A servo lifts and lowers the pen. The position of the servo depends on the duty cycle of input PWM signal with a 20ms period. The clicking of the pen causes the select pin on the joystick to short to ground. An input pin of the MSP is between pull-up resistors and the select pin of the joystick. When the button is clicked a falling edge interrupt occurs on the input pin to the MSP. This interrupt then toggles the pen height by changing the duty cycle.
The MSP uses serial, UART, communication to print messages on the LCD display. An eUSCI (Enhanced Universal Serial Communication Interface) on the MSP was used for this. Once it is configured, strings can be loaded into the TX buffer and printed on the display. Each time the pen height is toggled, the new position is printed on the display.
The screen is sort of an homage to the inspiration of a CNC pen, should the pen draw from computer images, the display could show the printing progress or status.
Each motor driver could share the configuring pins (Enable, Config, nSleep, M0, and M1) but we separated them in order troubleshoot the motor failure.
This project involved more mechanical needs than three electrical engineering students anticipated. One such need was for a mechanism to raise and lower the pen without affecting is location in combination with the ability to reload pens while staying light enough to not stress the motors.
The final design utilizes a clip ripped from a cheap compass and protractor set to hold the pen and paper clips as lever arms so that the clip can slide in and out if adjustments are needed.
We went through 2 MSP432 launchpads because we were powering the servo from the MSP directly to begin. We ended up drawing too much power and as a result the MSP would overheat to the point of burning you even while idle. So we quickly got another board and a LM7805 IC in order to use a 9V battery to power the servo.

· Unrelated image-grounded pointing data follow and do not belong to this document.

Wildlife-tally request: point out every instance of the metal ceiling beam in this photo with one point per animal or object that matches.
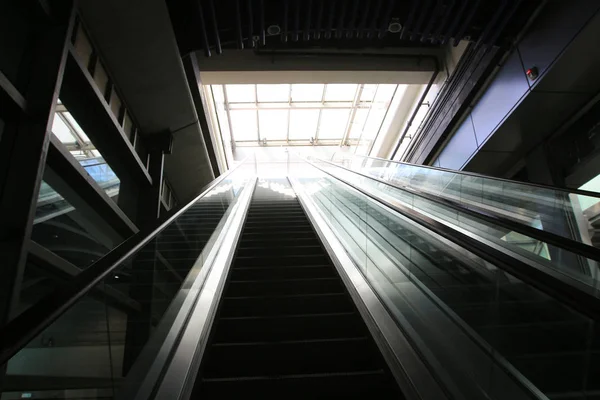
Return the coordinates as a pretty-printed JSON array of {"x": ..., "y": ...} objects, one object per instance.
[
  {"x": 359, "y": 90},
  {"x": 85, "y": 191},
  {"x": 320, "y": 112},
  {"x": 86, "y": 103},
  {"x": 61, "y": 271}
]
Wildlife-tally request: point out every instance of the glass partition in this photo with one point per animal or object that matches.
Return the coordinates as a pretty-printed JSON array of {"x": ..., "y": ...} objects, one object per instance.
[
  {"x": 489, "y": 332},
  {"x": 545, "y": 208},
  {"x": 98, "y": 341},
  {"x": 544, "y": 255}
]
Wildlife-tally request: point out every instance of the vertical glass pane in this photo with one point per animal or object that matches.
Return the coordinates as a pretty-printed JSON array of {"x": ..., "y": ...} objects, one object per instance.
[
  {"x": 243, "y": 123},
  {"x": 303, "y": 124},
  {"x": 307, "y": 92},
  {"x": 384, "y": 93},
  {"x": 73, "y": 124},
  {"x": 340, "y": 92},
  {"x": 373, "y": 123},
  {"x": 368, "y": 93},
  {"x": 273, "y": 93},
  {"x": 333, "y": 123},
  {"x": 62, "y": 131},
  {"x": 240, "y": 93},
  {"x": 273, "y": 124},
  {"x": 67, "y": 231},
  {"x": 82, "y": 46}
]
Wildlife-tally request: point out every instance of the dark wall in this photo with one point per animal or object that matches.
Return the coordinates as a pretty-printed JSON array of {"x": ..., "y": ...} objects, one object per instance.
[{"x": 515, "y": 114}]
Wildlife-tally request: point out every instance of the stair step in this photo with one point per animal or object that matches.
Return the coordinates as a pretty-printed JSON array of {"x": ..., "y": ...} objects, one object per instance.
[
  {"x": 359, "y": 385},
  {"x": 275, "y": 273},
  {"x": 291, "y": 358},
  {"x": 280, "y": 234},
  {"x": 330, "y": 303},
  {"x": 278, "y": 250},
  {"x": 281, "y": 241},
  {"x": 281, "y": 287},
  {"x": 281, "y": 261},
  {"x": 298, "y": 327}
]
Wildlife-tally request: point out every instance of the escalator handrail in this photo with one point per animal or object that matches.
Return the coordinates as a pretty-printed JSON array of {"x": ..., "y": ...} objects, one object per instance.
[
  {"x": 17, "y": 333},
  {"x": 568, "y": 244},
  {"x": 476, "y": 175},
  {"x": 579, "y": 299}
]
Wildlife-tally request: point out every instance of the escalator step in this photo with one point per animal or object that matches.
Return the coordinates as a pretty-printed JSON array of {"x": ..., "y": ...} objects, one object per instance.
[
  {"x": 281, "y": 287},
  {"x": 298, "y": 327},
  {"x": 286, "y": 305},
  {"x": 282, "y": 261},
  {"x": 291, "y": 358},
  {"x": 249, "y": 251},
  {"x": 359, "y": 385},
  {"x": 275, "y": 273}
]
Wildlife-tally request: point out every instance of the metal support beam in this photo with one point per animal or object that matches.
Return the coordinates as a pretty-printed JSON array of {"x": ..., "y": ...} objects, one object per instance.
[
  {"x": 357, "y": 95},
  {"x": 23, "y": 148},
  {"x": 146, "y": 262},
  {"x": 11, "y": 100},
  {"x": 320, "y": 112},
  {"x": 192, "y": 73},
  {"x": 86, "y": 103},
  {"x": 85, "y": 191},
  {"x": 61, "y": 271}
]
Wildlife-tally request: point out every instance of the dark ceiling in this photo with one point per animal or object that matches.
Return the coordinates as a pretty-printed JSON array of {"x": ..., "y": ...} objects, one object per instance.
[{"x": 216, "y": 25}]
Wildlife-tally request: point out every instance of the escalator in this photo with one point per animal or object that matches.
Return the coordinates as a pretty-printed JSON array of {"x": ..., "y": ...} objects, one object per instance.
[
  {"x": 306, "y": 287},
  {"x": 547, "y": 341},
  {"x": 286, "y": 326}
]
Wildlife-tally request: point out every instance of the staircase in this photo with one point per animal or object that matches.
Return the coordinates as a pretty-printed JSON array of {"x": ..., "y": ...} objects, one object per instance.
[{"x": 286, "y": 326}]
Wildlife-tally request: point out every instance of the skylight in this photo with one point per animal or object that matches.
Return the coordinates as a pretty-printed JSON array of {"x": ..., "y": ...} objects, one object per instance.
[{"x": 301, "y": 114}]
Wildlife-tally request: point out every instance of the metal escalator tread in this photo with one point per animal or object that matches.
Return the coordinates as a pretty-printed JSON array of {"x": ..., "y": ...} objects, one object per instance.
[{"x": 286, "y": 326}]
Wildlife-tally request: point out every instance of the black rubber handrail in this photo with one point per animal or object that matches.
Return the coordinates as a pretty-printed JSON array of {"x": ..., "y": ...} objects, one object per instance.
[
  {"x": 22, "y": 329},
  {"x": 476, "y": 175},
  {"x": 570, "y": 245},
  {"x": 581, "y": 299}
]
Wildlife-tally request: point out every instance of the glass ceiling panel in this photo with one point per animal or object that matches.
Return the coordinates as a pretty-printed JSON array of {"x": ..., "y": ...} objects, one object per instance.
[
  {"x": 358, "y": 123},
  {"x": 243, "y": 123},
  {"x": 62, "y": 131},
  {"x": 76, "y": 126},
  {"x": 303, "y": 124},
  {"x": 373, "y": 123},
  {"x": 307, "y": 92},
  {"x": 273, "y": 124},
  {"x": 384, "y": 93},
  {"x": 368, "y": 92},
  {"x": 333, "y": 123},
  {"x": 270, "y": 93},
  {"x": 241, "y": 93},
  {"x": 299, "y": 112},
  {"x": 340, "y": 92}
]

Neither motor would rotate at first, before testing we had significantly lowered the frequency of the input signal fearing the motor would rotate too quickly and hit the screws edge. The frequency was then too low for anything to happen.
At first, the only things that would appear on the LCD screen when trying to write to it were X's and squares. This made it clear that we were sending something out but that something was off. Testing proved that we were at the wrong baud rate.
We recognized too late that having 40+ wires was not a good idea. Many problems came from wires getting disconnected or when we would move the project and have to reconstruct it. Many other projects from our class used a custom PCB to avoid this but we wanted the challenge of building our own motor drivers and did not have the time to do 2 custom PCBs.
A Saleae logic analyzer was used to test the UART output. This allowed us to see that we were configured for the wrong baud rate and needed to work through the equations MSP's technical reference manual.
Once the upper motor stopped working we walked through many tests to determine what could be the cause:
- Disconnected everything else from power
- Swapped the motor driver with the known working driver
- Raised and lowered the frequency of the PWM signal
- Raised and lowered the step size (by changing M0 and M1 pins on driver board to high or low)
- Using an Arduino to control it
None of these caused the motor to rotate, though some caused the motor to squeal and get very hot.
Oscilloscopes and multimeters were also fundamental in testing. Oscilloscopes were especially useful for visualizing PWM waves and measuring frequencies and duty cycles.
A Voltera PCB Printer was used to apply the solder paste on our PCB and then a reflow oven was used.
Due to time constraints the button on the joystick was not debounced, hence the stuttering in the video.
Code was modified after the motor lost functionality and would need to be adjusted back before running it with 2 stepper motors.